En otras palabras, por extremadamente obvio que debiera ser y del mismo modo en que los consumidores de medios con simpatías hacia el Gobierno constituyen, apenas, una parte del total, también lo son quienes se expresan contra las políticas oficiales.
Si esto no se asume como veraz, se interpretará que la furia renovada e incontenible de la comunicación opositora representa a la mayoría. Y está lejos de ser así.
Al cabo, lo cual tampoco es novedad, el segmento politizado de los argentinos -y, no demos vueltas, de las sociedades de prácticamente el mundo entero- es una minoría. Somos. Intensa, pero minoría.
Por cierto, la historia revela que el accionar y eficacia de esos segmentos determinan, muchas veces si no todas, los comportamientos electorales y el humor de conjuntos mayoritarios.
Decirlo es políticamente muy incorrecto, porque supone registrar (o asumir, mejor) que la voluntad y el ánimo popular se basan en esa mayoría de la gente que no se pasa casi todo el día, o parte significativa de él, indignándose o estimulándose con las bajadas de línea de un lado y de otro.
“La gente”, en su acepción mayoritaria, tiene intereses, necesidades y prioridades que no atienden en lugar destacado a mucho de lo que “nosotros” consideramos indispensable.

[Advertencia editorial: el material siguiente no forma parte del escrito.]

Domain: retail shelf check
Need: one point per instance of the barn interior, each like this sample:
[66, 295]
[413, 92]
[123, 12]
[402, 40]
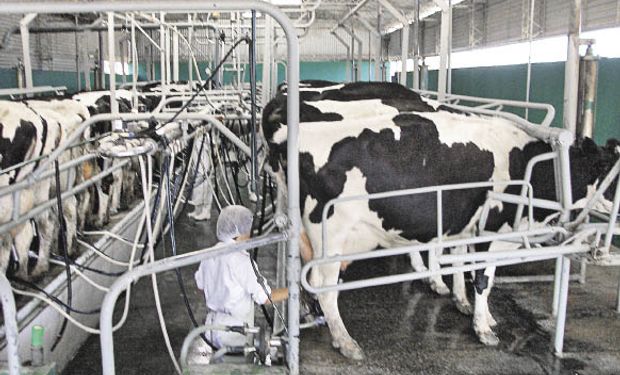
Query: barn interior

Puede mudar de Cristina a Macri, “la gente”. De Macri a Alberto. De Alberto, el líder que sabe cobijarnos a todos, al que hace dudar porque quién se encarga de que mi comercio está por cerrar, de que en el barrio se caen los boliches y nunca reabrirán, de a dónde iremos a parar y, de ahí, si la curva de infectados se aplana y empieza alguna reactivación económica, volver a que Alberto y Cristina también son lo mejor que nos pasó.
¿Esas alternancias comprobadas empíricamente son por “claridad ideológica”, como si existiese la unidad “pueblo” en vez de las varias unidades que lo componen?
Todo esto viene a cuento de que, frente al ataque enardecido de los medios de la oposición, mucho progresismo cree que ese embate coopta la conciencia masiva. Y tiene la percepción de que debe contestarse golpe por golpe, como si los microclimas ultra-politizados representaran a un grueso aplastante.
Será correcto que el Gobierno tiene errores de transmisión, que este mismo espacio resalta. Que no es beneficioso el reposo en la centralidad comunicacional del Presidente. Que faltan voceros y estrategia, capaces de aligerarle la mochila en semejante momento.
Pero nada de todo eso, ni de tanto más, debería hacer creer que son representación masiva las estocadas de diarios y programas enfurecidos contra la yegua; contra la liberación de asesinos y violadores que nunca existió; contra la inutilidad de la cuarentena; contra los números catastróficos de la economía sin otra propuesta que poner cara de qué desastre; contra la infectadura; contra los problemas de acceso vehicular en el ámbito metropolitano de Buenos Aires; contra intervenir en Vicentin; contra la estrategia ante los bonistas; contra la persecución al periodismo independiente, que incluye defender a services que lo sustentan; contra la mafia K; contra cobrarle un impuesto extraordinario a unos contados miles de grandes fortunas; contra Kicillof que no sabe tripular a los intendentes; contra los intendentes que reculan ante Kicillof; contra Alberto que está manejado por Cristina; contra Cristina porque habla o porque no habla.
Tampoco la mayoría de “la gente” pierde el sueño, y mucho menos en medio de tamaña angustia pandémica y cotidiana, por la red de espionaje ilegal que montó o habría montado el macrismo; ni por las andanzas en el Consejo de la Magistratura, que más bien nadie sabe en qué consiste; ni por los chats que comprometen a Pirincho; ni por las revelaciones sobre la estremecedora fuga de dólares durante el macrismo; ni por de dónde venía el juez Villena, ni por a dónde iría el juez Augé; ni por los shows de Berni, ni por las réplicas oficiosas que recibió Berni, ni por la forma en que Berni retrancó cuando lo azuzaron para que insistiese en cuestionar al Gobierno y terminara resaltando que no es para tanto y que tiran todos para el mismo lado.
A manera de pudorosa síntesis: la realidad es bastante más compleja que facilitarse creer en la influencia absoluta de los medios.
Para el caso, de esos medios y comunicadores brutales de la militancia del odio.